My Lords, the announcement supporting privately developed housing will certainly assist. We are also very supportive of housing for rent and we have invested in it quite heavily over the past months and years. There is a complete recognition that housing for rent is essential. There is £10 billion of support for the delivery of new private rented housing as well as a further grant of £300 million for affordable housing. The Government are moving as far as they can to invest in the areas mentioned by the noble Baroness.
My Lords, as has been said, today we have heard announcements of more generous discounts and shorter qualifying periods for the right to buy, but these are being made at the same time as the bedroom tax is about to kick in. Do the right-to-buy discounts apply in full whether or not the property is under occupied?
My Lords, the regulations related to the right to buy are as they are at the present time. I do not believe that they have changed and therefore the noble Lord will know how they apply and that they are going to carry on as before.
My Lords, my noble friend mentioned affordable homes in her first Answer. What is the Government’s definition of an affordable home?
My Lords, an affordable home is one that in previous circumstances my noble friend might have known as social housing. It is provided by social landlords in the form of local councils or housing associations.
My Lords, can the noble Baroness tell us whether there is more news to come from the Chancellor or from her department on the subject of local authorities being able once more to build council housing, preferably retirement housing? Building bungalows and flats for older people would release some of their family housing.
My Lords, the noble Lord will know that, by and large, housing is now provided by registered social landlords—housing associations—and that any money is passed to them. He will also know that the new homes bonus, which is made available to local authorities once they have completed extra housing, also helps. Under the new homes bonus scheme, some 400,000 properties have already been added.
My Lords, following the question of the noble Lord, Lord Bichard, about housing for the elderly, does the Minister agree with us that, as a result of the bedroom tax, pensioners who would like to downsize will not be able to because those of working age who do not want to downsize are being forced to do so?

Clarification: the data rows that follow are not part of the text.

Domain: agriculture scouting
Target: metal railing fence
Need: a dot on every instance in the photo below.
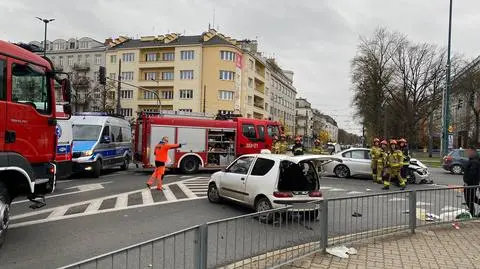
(272, 238)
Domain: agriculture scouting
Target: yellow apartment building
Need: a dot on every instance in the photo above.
(209, 73)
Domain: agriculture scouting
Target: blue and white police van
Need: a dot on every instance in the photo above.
(100, 140)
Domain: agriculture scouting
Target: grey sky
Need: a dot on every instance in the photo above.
(314, 38)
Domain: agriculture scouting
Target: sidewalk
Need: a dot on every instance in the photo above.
(435, 247)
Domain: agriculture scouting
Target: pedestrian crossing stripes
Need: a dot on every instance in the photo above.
(193, 188)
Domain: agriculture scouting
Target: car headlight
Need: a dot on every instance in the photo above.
(87, 153)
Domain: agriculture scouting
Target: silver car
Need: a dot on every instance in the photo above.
(356, 162)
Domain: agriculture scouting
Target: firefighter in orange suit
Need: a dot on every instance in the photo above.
(161, 157)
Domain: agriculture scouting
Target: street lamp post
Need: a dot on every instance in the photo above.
(46, 21)
(446, 99)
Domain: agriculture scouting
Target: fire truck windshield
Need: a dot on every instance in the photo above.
(86, 132)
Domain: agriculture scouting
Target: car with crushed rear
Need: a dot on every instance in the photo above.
(269, 181)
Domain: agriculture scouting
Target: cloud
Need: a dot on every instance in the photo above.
(314, 38)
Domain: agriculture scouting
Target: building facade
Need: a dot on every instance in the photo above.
(282, 96)
(81, 57)
(208, 73)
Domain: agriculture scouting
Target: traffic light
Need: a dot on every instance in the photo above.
(101, 75)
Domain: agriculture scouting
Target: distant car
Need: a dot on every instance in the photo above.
(455, 161)
(357, 162)
(267, 181)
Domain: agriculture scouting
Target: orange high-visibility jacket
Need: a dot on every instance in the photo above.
(161, 151)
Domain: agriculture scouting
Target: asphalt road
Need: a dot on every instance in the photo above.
(89, 217)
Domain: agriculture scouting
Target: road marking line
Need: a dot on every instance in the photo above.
(43, 211)
(147, 197)
(122, 201)
(94, 206)
(169, 194)
(27, 223)
(186, 190)
(58, 212)
(355, 192)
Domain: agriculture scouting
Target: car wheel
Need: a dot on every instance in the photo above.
(126, 162)
(457, 169)
(189, 165)
(342, 171)
(213, 195)
(97, 169)
(263, 204)
(4, 212)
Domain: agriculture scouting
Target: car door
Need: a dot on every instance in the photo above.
(30, 126)
(261, 179)
(233, 180)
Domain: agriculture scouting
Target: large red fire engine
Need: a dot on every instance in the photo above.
(27, 127)
(209, 143)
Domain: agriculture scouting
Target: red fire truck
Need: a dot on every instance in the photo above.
(209, 143)
(27, 127)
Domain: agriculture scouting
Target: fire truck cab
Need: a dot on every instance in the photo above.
(28, 121)
(206, 143)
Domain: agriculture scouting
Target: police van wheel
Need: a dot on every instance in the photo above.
(4, 212)
(97, 169)
(189, 165)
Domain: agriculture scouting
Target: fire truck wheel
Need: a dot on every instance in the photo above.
(189, 165)
(97, 169)
(4, 212)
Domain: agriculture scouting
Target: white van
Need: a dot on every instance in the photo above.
(63, 156)
(100, 141)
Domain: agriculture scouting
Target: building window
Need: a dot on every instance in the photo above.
(168, 56)
(151, 57)
(186, 94)
(126, 94)
(187, 55)
(227, 75)
(167, 75)
(167, 95)
(98, 59)
(225, 95)
(186, 74)
(84, 44)
(126, 112)
(149, 95)
(128, 57)
(127, 75)
(227, 55)
(151, 76)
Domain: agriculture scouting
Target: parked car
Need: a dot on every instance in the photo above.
(455, 161)
(266, 181)
(357, 162)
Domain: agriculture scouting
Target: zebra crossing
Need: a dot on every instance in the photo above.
(189, 189)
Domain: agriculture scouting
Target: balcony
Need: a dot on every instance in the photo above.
(81, 67)
(157, 64)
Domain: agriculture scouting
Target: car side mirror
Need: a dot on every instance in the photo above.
(105, 140)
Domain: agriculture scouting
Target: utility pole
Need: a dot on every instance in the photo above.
(119, 86)
(45, 21)
(446, 99)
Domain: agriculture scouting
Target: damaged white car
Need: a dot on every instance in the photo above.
(268, 181)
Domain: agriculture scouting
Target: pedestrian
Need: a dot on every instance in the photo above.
(395, 163)
(375, 153)
(471, 177)
(298, 148)
(402, 143)
(161, 158)
(382, 163)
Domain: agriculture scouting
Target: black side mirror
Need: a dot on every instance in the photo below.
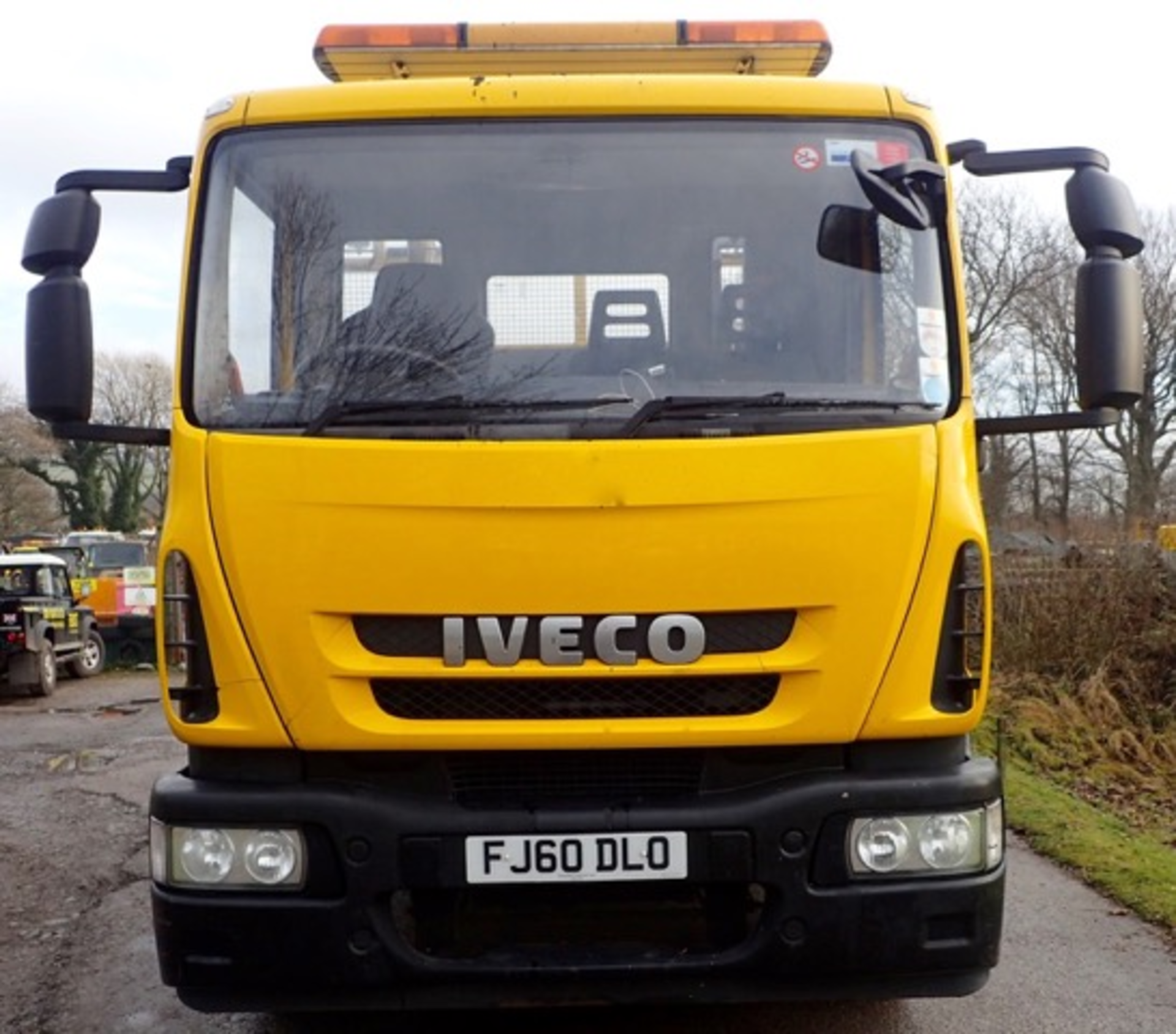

My Lords, I do not accept what the noble Baroness says. Pensioners are not affected by what she is pleased to call the bedroom tax, but which by everybody else’s standards is called the spare room subsidy measure—I thought that would trip lightly off my lips and would help the noble Baroness enormously. Pensioners living in houses will not be affected by these regulations.
Does my noble friend agree that the most important thing in relation to this question is to get new housing moving? As I understand it, my noble friend said 170,000 was the figure in the current year. On top of that, we have two incentives from the Budget—the equity loan and the mortgage guarantee—plus the right-to-buy provisions. Does that not all suggest that, whereas the previous Government had the princely total of 113,670 new houses built in their last year, we look like being not far off doubling that in the year to come?
My Lords, there is a great emphasis, as my noble friend knows, on providing new housing. The initiatives which have already been taken by the Government for first-time buyers give support for that. The NewBuy Guarantee, which gives access to 95% mortgages for new-build homes, FirstBuy equity loans, the right to buy, and the Bank of England’s Funding for Lending scheme all indicate that this Government are very supportive of housing and recognise that it helps not only people get their homes but helps the construction industry, which is necessary to get growth.